Los novelistas no pueden ser impermeables a la realidad y mucho menos a la ficción de la política. Solo algunos eligen un dogma y deciden la fidelidad como final feliz. Vargas Llosa fue un caso atípico por su temprana disidencia frente a la revolución cubana -supo huir de esa Fidelidad- que alentó a toda la gran generación de escritores latinoamericanos. También por su intento fallido en la política electoral que lo hizo el escritor americano más “comprometido” de las últimas décadas. Al parecer apoteosis de la política, el éxito de su reacción al gobierno de Alan García, lo deslumbró. Pero sabía que había sellado un pacto con el diablo. Y también por sus últimos años donde reveló simpatías con la extrema derecha lejana del ideal liberal que defendió en sus discursos finales.
Cuando tenía apenas treinta años y ya era algo más que una promesa de las letras latinoamericanas, siendo un marxista convencido, decía que después de la injusticia lo que más detestaba era el dogmatismo. Muy pronto demostraría que no era una simple declaración. Pero al mismo tiempo decía que la política en el Perú, donde el 50% de la población no votaba, era una caricatura. Terminó haciendo parte de esa caricatura en 1990, donde perdió en una elección en la que votaron el 78% de los peruanos.
La correspondencia compartida con García Márquez, Cortazar y Carlos Fuentes deja algunas pistas sobre los primeros desencantos políticos de Vargas Llosa. Los cuatro veían la revolución como un hecho formador para América Latina y pasaban por La Habana como por una especie de isla encantada, una avanzada mundial por la igualdad y la soberanía. Iban, bebían un poco de esas aguas sagradas y rendían cuentas. Hasta que llegó el Caso Padilla y la invasión soviética a Checoslovaquia que Fidel apoyó.
Heberto Padilla, escritor y crítico de la revolución, fue detenido durante 37 días por el régimen. Al ser liberado cambió sus reproches por una autocrítica que terminaba con elogios renovados a Fidel y compañía. Era claro que se trataba de una impostura inducida: “Nadie me hará creer ahora que esa pía estancia de un mes y medio en la policía imbecilizó milagrosamente a Padilla… Lo cierto es que los han hecho decir mentiras grotescas e innobles”. Son las palabras de Vargas Llosa a Carlos fuentes en una carta de mayo de 1971. Vargas Llosa había estado tres meses antes en La Habana y había oído a Padilla hablar de crisis económica, la represión y el poder creciente de las fuerzas de seguridad.

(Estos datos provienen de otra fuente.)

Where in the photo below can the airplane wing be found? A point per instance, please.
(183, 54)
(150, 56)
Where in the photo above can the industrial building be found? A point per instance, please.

Muchos de sus compañeros de lucha siguieron la línea del verde oliva y Vargas Llosa decía tener la sensación de haberse vuelto loco, “porque lo que me parecía horrible y trágico a muchos amigos les resultaba no solo comprensible sino hasta justificable”. Se dolía que García Márquez no hubiera abierto la boca y que Cortazar hubiera dejado todo en una tristeza silenciosa.
Desde sus días de adolescencia en el Leoncio Prado, un colegio militar que es protagonista de La ciudad y los perros, Vargas Llosa aprendió a desconfiar de los uniformes militares. En sus cartas también descreía de la dictadura inclinada a la izquierda en el Perú de comienzos de los setenta. Elogiaba sus propuestas y su quiebre contra las viejas oligarquías, pero no podía con un país “literalmente ocupado por coroneles, mayores, capitales y tenientes”. También compartía sus críticas a las “taras y la demagogia del indigenismo y el criollismo.”
Esos cuatro profetas de América Latina creían haber encontrado el alma universal de lo americano, la atención del mundo, las verdades de unas sociedades que apenas comenzaban a entenderse y a contarse. Y tenían una isla como atalaya para confirmar las posibilidades históricas. Vargas Llosa, para bien o para mal, fue el menos impermeable a la realidad, el más maleable y el más político. Un militante de sí mismo.